The identity of the Jardin d’Acclimatation is founded on a set of feelings, of images, of places that all generations of Parisians have known: le Petit Train (the small train) which has been running since 1878; the Enchanted River, an attraction from the Universal Exhibition with boats that have been sailing since 1926; the famous distorting mirrors; the small Norman farm, which for many of the capital’s children has been their introduction to nature; the Guignol marionette theatre, one of France’s most classical, in the restored Napoléon III Great Stables. It is this blend of cultural activities, attractions, animal observation, quality of landscapes that makes the Jardin unique in comparison to similar parks.

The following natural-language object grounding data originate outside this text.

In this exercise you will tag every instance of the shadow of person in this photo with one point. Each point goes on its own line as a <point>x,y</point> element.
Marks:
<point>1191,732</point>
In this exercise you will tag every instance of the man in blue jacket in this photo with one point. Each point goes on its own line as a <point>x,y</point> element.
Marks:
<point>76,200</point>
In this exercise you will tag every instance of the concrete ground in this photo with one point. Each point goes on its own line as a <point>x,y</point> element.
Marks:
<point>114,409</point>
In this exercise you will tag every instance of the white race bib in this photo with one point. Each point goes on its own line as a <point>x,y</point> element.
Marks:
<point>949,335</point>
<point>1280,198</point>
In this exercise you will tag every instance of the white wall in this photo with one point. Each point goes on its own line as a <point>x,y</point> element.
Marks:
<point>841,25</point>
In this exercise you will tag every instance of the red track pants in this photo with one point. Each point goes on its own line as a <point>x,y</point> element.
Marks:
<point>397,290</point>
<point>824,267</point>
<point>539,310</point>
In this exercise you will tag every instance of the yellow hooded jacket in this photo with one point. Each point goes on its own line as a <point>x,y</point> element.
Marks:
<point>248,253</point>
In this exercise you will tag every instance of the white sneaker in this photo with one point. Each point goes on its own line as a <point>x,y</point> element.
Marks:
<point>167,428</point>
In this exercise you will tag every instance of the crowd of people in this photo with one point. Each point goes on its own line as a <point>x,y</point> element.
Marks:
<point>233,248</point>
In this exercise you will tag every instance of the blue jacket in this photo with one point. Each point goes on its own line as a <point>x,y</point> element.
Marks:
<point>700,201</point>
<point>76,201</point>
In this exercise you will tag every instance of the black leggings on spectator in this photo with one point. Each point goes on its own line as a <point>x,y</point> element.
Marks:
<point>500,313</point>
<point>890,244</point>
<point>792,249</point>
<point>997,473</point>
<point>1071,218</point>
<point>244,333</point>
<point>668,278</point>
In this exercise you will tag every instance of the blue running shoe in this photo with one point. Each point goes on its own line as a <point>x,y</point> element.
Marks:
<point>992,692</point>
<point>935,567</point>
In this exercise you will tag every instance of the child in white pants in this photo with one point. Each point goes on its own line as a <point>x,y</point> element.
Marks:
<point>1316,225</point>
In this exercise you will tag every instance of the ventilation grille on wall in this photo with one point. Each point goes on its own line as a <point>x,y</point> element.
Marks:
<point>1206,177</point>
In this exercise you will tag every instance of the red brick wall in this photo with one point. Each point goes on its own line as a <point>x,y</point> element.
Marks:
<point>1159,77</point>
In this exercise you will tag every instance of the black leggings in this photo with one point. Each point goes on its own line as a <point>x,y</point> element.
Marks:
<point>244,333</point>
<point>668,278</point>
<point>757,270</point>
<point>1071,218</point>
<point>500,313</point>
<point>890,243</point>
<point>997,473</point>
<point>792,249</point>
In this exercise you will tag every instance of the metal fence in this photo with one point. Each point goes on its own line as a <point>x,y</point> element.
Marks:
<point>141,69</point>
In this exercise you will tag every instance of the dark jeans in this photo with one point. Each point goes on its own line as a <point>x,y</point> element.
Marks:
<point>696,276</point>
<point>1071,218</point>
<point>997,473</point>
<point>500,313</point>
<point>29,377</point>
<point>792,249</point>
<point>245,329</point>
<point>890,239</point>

The Jardin d’Acclimatation is a mix of several worlds: those of Amélie Poulain and Adèle Blanc-Sec; of Robert Doisneau and Willy Ronis; it is the world of the Third Republique; that of the “Jules”, Grévy and Ferry, Favre and Simon.
It refers as much to Malet and Isaac, to Lagarde and Michard as to Delphine and Marinette; like the works of Victor Hugo and Jules Verne, of Louis Pasteur and Georges Méliès. It is the illustration of the idea of progress "à la française" that arose in the 19th century. It is an unchanging world, dedicated to childhood, the symbol of both an eternal and a modern Paris.
The Jardin, which holds a public service delegation from Paris City Hall, has as its main objectives: to preserve the heritage of the 19th century, both its buildings and its landscapes, whilst modernizing; to fulfill its missions as laid down by the City of Paris — sports and nature, games and culture. 365 days a year, it offers the 1.5 million visitors it welcomes annually, a variety of attractions, recreational activities and walks.
The Jardin d’Acclimatation has put in place a policy of free activities and attractions with a view to welcoming all audiences regardless of their geographical or social origin. Priority is given to sustainable development and biodiversity throughout the park. The multiplication of mammals, often rare domestic breeds (aurochs, lamas, fallow deer, Suffolk sheep, Rove goats, Poitou donkeys…) and the introduction of free-roaming birds (peacocks, white peacocks, turkeys, pompom ducks, Canada geese…) bears witness to this.
The arrival of an apiary of 400 000 ecological sentinel bees guarantors of the park’s good health, and the introduction of carbon-free electric locomotives for the Petit Train which links Porte Maillot to the station at the main entrance to encourage visitors to travel to the Jardin without using their car; the non-use of fertilizers and pesticides; and the implementation of selective waste-sorting for our visitors are also signs of this commitment.
For several years now, the Jardin d’Acclimatation has opened up to the world’s cultures by hosting for four weeks each year, in April and May, a country or region, its traditions, its present and future through performances of song, dance and music; of painting, sculpture and photo exhibitions as well as crafts, literature, theatre and gastronomy. The United States, Morocco, China, Korea, India, Russia and Japan have, as a result, settled in under its foliage.